Web Scraping

Originally web pages were designed for human consumption. Their text contact was static, and images simple. You could give someone the URL and they'd see the same page. If they wanted a copy of part of the displayed text they could 'drag-select' it and copy to a text editor for saving. Or they could 'right-click' on an image and save it for their own use.

Doing this was the original Web scraping.

In those times I put several examples on my LB website, showing how to daily download weather and other data and pictures. Later I wrote a much more complex LB program to download Rosetta Code's Liberty BASIC page, and use it to dowbload ( and sometimes run) the code from about 400 separate pages. Links on my website.

However, things have moved on. Web pages are dynamically assembled when you follow a link, and it may be difficult or even impossible to get much off the page apart from screen grabbing images. There are a plethora of languages and techniques now in use for building websites and pages.

An example raised by an OP ( original poster) in the LB Forum

The Sky NBA page was raised as an example. You SEE a table with players' names, but if you search the source code of the page the names are not there!

Bradley Beale is a top player!

... but his name doesn't appear in the source code!

But we can drag-select the area of interest...

... and copy/paste it into my LB-coded window...

.. which saves it as a csv file, and can open for you in a spreadsheet or w.h.y.


LB code.

By looking at the original select/drag text I could see what the separators and delimiters were- tabs ( chr$( 9), LF ( chr$( 10), and 'undefined' as text. It is straightforward to parse it into a conventional csv file once that is understood.

HOWEVER this code works for THIS page, and does the job much faster than editing the grabbed data by hand. If the creators of the page change its format, or you want to scrape data from other pages, you'll have to do the same reverse-engineering of the relevant source code as I did! You really need to use a hex editor to see all the bytes in the captured 'scrape'.

    WindowWidth  =560
    WindowHeight =540

    texteditor #w.te, 10, 10, 550, 430
    button     #w.b, "Accept", [carryOn], LR, 280, 20

    open "Converter" for window as #w

    #w "trapclose [quit]"

    WindowWidth  =430
    WindowHeight =130

    textbox #wm.tb, 10, 10, 400, 70

    open "Usage" for dialog_nf_modal as #wm
        #wm    "font Courier_New 12 bold"
        #wm.tb "Close this dialog," +chr$( 10)_
             +"then paste the copied screen section."_
             +chr$( 10) +"   Then click 'Accept.'."
        wait
    close #wm

    wait

[carryOn]
    #w.te "!contents? all$"

    open "handCopyPasted3.csv" for output as #fOut

for g =1 to 50
    delim$ ="undefined"

    V       =instr( all$, delim$, p)
    W       =instr( all$, delim$, V +1)

    L       =len( "undefined") +1
    row$    =mid$( all$, V +L +1, W -V -L)
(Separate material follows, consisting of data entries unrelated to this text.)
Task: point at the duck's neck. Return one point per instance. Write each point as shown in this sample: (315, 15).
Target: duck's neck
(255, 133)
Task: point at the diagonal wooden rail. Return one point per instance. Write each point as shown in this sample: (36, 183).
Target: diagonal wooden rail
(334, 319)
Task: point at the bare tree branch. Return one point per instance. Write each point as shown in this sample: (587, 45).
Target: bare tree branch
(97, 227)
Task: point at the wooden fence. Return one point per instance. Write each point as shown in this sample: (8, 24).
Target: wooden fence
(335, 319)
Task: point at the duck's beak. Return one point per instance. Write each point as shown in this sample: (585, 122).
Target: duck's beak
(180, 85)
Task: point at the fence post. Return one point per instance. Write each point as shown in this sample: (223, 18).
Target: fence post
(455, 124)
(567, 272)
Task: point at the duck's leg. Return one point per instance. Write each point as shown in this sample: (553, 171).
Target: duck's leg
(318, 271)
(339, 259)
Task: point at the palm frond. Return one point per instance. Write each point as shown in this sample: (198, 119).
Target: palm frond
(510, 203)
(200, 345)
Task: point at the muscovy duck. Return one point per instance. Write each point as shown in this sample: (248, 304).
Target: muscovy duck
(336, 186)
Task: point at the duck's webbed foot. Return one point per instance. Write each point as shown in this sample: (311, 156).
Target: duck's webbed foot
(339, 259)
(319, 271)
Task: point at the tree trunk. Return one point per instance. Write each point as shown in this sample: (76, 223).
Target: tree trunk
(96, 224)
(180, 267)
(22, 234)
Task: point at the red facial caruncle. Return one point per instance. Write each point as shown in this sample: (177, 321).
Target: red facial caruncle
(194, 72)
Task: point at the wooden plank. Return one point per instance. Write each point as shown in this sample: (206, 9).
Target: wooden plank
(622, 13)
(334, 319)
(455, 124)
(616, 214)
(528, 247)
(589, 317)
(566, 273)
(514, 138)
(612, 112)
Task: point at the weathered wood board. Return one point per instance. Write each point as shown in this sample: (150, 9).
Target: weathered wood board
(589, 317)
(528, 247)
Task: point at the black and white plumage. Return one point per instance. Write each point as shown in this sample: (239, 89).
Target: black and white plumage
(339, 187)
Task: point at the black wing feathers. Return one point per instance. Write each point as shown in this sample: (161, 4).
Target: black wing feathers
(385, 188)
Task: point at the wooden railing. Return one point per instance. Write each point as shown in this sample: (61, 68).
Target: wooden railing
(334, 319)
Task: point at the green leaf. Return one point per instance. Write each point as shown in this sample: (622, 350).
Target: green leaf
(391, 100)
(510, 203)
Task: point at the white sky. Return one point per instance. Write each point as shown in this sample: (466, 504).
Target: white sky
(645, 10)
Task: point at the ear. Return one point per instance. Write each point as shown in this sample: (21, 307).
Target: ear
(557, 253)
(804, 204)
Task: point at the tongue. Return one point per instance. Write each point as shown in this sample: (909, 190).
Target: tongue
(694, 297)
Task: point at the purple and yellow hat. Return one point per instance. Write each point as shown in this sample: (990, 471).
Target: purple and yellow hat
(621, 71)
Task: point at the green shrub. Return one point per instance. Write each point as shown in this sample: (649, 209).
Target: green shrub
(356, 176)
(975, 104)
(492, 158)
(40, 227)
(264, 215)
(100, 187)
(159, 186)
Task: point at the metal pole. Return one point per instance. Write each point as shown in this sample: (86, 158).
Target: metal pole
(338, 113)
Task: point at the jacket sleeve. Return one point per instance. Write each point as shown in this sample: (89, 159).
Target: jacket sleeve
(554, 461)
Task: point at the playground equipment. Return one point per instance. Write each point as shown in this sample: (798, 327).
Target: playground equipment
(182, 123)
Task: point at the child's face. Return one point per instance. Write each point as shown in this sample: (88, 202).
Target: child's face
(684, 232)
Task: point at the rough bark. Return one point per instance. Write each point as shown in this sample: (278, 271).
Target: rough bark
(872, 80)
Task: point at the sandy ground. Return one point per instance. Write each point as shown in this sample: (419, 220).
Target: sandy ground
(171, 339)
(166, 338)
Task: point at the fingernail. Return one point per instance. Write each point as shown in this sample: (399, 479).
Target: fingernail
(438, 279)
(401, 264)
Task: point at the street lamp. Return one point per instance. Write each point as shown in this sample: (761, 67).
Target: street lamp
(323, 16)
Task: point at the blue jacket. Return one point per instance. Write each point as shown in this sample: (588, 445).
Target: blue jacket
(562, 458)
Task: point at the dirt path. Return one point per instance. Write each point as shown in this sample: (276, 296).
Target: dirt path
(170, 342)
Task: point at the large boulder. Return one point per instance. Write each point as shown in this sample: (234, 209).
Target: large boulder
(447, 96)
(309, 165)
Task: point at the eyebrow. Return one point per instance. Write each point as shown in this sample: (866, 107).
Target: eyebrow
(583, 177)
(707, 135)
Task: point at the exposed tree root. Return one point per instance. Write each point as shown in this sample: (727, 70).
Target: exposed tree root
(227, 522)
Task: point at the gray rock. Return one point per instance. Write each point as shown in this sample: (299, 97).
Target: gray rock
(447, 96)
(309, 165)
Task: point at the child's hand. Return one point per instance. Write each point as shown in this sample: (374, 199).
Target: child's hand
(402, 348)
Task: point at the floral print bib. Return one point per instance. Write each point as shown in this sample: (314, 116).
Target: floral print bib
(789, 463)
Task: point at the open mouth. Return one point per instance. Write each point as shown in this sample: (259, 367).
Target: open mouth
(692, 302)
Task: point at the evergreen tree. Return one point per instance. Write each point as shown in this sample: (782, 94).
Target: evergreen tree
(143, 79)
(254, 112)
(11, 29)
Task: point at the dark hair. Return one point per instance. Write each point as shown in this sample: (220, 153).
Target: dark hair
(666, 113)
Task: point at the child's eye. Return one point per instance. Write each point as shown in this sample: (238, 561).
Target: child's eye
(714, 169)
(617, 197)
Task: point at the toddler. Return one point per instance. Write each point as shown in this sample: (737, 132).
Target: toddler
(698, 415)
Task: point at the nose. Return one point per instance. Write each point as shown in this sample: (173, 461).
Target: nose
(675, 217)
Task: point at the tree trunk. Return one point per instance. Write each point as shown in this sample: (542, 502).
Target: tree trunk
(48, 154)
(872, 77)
    if len( row$) >500 then end

    for i =1 to len( row$)
        m$      =mid$( row$, i, 1)

        if m$ =" " then
            print ",";
            #fOut, ",";
            do
                i =i +1
            loop until mid$( row$, i, 1) <>" "
            i =i -1
        end if


        if asc( m$) >32 then print m$;: #fOut, m$;
    next i

    print "": #fOut ""
    scan
    p =W
next g

close #fOut


run "C:\Program Files (x86)/Notepad++/notepad++.exe " + "handCopyPasted3.csv"

[quit]
close #w
end